We all know that Valentine’s Day is simply a corporate money grab, a holiday with one purpose: obliging you to buy cards, flowers, jewelry, chocolates and candies, wear red and order from overpriced menus on one of the busiest restaurant nights of the year.
In other words, it’s great fun. And since it’s one of the biggest days of the year for consuming sweets, I’d like to make a pitch this year for sweet wines.
It’s not an easy pitch to make. Good bottles are luscious, nuanced and captivating. But they are arduous and risky to produce, which means they are relatively expensive. And consumers today find it difficult to incorporate sweet wines — once prized, much sought-after styles — into hectic, health-conscious routines.
I understand this. The era of the after-dinner bottle of port or Sauternes is long over. Classic styles of sweet wine have been unfashionable for decades. And yet, at the right moment, they can be so gloriously delicious.
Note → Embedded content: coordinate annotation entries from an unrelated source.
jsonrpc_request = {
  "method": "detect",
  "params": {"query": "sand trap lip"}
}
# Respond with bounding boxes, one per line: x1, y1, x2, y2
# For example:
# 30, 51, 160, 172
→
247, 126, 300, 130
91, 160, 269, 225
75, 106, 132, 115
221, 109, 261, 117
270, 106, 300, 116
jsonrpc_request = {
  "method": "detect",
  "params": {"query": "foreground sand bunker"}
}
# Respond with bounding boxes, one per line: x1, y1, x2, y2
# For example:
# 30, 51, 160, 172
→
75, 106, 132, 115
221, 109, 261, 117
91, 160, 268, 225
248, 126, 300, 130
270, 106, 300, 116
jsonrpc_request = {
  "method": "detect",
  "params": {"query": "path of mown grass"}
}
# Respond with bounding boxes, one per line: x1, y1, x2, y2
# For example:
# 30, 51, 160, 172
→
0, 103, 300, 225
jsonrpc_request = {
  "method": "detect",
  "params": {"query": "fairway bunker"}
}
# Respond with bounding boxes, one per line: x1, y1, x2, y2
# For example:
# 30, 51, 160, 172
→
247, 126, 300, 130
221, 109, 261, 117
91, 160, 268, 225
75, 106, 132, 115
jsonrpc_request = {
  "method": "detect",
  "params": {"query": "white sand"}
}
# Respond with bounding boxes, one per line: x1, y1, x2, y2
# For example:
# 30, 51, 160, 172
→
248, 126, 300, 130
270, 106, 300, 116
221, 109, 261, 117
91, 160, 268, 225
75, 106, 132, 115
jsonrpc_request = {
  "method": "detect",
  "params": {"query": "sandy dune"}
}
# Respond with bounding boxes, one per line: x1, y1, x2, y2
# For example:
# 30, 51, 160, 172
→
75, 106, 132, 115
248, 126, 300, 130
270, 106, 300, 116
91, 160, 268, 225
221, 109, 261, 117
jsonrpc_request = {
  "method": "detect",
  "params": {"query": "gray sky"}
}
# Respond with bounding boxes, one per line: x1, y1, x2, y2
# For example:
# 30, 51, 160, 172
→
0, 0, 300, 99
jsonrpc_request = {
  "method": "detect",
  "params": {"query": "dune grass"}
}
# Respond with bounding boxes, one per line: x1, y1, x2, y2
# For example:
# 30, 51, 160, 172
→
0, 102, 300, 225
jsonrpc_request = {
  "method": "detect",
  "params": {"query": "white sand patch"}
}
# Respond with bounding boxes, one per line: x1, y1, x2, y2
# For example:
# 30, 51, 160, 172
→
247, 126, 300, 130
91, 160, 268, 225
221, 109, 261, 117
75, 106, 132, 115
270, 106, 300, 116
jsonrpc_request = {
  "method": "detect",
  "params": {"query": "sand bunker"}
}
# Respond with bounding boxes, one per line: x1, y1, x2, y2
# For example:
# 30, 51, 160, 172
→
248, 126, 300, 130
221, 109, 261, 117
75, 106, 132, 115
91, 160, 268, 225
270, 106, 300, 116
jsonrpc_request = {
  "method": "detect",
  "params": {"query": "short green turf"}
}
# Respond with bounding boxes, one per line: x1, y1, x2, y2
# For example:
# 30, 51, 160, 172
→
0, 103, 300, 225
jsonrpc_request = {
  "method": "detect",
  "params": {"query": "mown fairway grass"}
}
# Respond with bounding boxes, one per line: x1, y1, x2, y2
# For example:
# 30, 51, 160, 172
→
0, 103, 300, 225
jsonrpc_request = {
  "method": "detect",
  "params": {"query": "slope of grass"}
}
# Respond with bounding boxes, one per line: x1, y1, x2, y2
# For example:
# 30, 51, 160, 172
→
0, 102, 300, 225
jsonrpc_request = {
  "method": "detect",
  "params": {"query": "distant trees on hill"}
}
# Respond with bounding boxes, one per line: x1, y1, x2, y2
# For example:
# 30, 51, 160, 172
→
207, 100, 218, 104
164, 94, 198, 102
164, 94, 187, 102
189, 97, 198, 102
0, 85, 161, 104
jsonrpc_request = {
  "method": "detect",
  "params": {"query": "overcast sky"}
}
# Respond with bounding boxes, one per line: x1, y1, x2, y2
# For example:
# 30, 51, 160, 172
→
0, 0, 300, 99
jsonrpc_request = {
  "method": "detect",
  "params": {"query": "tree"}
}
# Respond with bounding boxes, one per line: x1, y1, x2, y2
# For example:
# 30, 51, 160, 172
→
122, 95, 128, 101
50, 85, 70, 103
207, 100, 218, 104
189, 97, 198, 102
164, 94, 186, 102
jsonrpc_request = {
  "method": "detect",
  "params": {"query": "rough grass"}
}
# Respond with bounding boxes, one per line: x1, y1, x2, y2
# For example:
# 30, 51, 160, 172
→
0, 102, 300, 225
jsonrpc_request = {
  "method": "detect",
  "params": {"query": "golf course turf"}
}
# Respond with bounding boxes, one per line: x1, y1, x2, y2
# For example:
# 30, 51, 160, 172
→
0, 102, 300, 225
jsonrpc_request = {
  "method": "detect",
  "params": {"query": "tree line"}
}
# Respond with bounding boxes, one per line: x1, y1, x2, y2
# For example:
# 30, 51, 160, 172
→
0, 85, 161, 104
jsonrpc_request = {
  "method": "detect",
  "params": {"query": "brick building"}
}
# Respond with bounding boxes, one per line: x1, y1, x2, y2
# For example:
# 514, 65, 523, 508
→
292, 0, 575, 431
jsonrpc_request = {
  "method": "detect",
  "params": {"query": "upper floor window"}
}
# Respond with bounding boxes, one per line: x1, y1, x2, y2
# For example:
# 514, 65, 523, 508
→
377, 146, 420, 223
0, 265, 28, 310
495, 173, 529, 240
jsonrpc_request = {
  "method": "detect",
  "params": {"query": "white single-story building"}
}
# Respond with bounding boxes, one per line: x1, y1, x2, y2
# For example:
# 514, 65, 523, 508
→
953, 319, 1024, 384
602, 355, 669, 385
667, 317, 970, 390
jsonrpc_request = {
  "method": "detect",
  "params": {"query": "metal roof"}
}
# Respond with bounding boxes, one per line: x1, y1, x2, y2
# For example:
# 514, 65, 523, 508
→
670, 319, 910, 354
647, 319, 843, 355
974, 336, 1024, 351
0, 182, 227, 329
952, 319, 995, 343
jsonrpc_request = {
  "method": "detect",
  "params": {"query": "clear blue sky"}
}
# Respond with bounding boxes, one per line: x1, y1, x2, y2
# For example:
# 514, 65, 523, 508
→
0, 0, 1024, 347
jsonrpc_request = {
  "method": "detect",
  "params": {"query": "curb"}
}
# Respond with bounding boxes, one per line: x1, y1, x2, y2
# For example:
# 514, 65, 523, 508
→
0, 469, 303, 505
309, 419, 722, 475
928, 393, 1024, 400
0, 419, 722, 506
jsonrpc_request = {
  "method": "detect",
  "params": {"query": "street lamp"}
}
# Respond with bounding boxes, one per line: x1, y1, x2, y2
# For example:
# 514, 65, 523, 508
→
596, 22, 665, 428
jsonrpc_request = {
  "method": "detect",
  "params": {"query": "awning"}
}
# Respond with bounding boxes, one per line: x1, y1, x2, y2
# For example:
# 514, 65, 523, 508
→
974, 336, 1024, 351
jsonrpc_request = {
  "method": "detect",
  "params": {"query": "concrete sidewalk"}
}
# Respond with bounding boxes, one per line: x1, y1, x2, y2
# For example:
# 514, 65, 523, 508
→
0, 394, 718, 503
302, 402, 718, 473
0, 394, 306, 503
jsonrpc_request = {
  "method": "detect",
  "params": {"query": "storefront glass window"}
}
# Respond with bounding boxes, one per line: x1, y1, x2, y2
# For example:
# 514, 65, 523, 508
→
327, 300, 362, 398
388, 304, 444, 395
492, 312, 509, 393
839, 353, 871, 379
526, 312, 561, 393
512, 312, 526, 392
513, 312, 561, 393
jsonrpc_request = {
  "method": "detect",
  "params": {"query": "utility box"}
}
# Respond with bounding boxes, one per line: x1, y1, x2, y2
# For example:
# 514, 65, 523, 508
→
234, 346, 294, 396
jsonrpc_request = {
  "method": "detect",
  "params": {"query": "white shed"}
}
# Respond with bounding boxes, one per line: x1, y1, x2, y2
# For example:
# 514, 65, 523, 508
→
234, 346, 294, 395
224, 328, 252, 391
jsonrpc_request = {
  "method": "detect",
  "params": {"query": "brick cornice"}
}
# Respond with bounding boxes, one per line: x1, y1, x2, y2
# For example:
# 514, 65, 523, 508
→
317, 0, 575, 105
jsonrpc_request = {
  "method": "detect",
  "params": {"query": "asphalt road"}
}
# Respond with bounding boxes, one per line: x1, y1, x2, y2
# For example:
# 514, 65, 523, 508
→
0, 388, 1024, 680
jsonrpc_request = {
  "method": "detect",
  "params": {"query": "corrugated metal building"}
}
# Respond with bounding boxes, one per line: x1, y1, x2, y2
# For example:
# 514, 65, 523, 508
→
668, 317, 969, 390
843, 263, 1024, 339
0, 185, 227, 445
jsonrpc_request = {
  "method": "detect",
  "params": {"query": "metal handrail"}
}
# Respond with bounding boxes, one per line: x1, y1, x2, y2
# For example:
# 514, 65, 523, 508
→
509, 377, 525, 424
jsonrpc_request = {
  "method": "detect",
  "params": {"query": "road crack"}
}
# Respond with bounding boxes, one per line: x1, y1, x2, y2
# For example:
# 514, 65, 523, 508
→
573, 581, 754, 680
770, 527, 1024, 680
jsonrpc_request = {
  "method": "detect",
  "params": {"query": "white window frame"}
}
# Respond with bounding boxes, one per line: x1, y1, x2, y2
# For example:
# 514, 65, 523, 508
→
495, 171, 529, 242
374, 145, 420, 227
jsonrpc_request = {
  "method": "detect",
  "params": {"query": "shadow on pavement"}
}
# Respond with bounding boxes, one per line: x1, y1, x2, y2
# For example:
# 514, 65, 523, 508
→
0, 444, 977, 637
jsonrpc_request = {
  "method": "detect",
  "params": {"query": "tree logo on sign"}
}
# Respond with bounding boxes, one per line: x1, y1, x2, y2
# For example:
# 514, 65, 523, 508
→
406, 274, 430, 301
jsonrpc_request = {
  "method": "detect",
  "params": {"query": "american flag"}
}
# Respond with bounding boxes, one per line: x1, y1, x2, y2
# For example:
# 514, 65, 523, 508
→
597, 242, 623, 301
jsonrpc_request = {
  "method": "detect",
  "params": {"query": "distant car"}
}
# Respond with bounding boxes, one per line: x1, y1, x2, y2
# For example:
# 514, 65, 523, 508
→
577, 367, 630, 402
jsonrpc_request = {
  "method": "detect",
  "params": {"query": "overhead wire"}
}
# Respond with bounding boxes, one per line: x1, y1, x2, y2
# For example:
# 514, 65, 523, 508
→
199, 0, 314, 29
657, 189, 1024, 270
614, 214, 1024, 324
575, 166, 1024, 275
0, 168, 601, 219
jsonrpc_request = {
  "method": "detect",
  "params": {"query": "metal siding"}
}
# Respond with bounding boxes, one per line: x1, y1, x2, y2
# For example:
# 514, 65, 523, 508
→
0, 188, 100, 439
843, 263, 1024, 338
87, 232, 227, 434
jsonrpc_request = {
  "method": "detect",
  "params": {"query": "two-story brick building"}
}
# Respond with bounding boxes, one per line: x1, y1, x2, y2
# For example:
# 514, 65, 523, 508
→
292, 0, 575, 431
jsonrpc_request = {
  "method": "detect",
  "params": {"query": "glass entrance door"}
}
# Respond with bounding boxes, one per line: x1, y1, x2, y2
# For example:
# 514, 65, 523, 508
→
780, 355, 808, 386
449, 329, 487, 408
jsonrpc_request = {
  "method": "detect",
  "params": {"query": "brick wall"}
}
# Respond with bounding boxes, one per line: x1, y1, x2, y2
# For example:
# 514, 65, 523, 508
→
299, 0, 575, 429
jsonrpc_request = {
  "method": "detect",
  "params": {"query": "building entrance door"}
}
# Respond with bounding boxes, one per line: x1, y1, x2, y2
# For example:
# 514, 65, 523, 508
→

Valentine’s Day could be the right moment. The focus is desserts and candies, so why not add to the bounty? Rather than try to force uncomfortable pairings of chocolates, bonbons and other desserts with red wine, why not a sweet wine that can truly enhance the pleasure?
While it may seem counterintuitive, sweet wines can go with far more than desserts. Last year I drank Sauternes with oysters on the half shell and boudin noir and thoroughly enjoyed the combinations. Why? Because good sweet wines are not merely sweet. They are beautifully balanced, lively and refreshing, which makes them, if not exactly versatile, less inflexible than you might think. Few wines will go better with strong cheeses.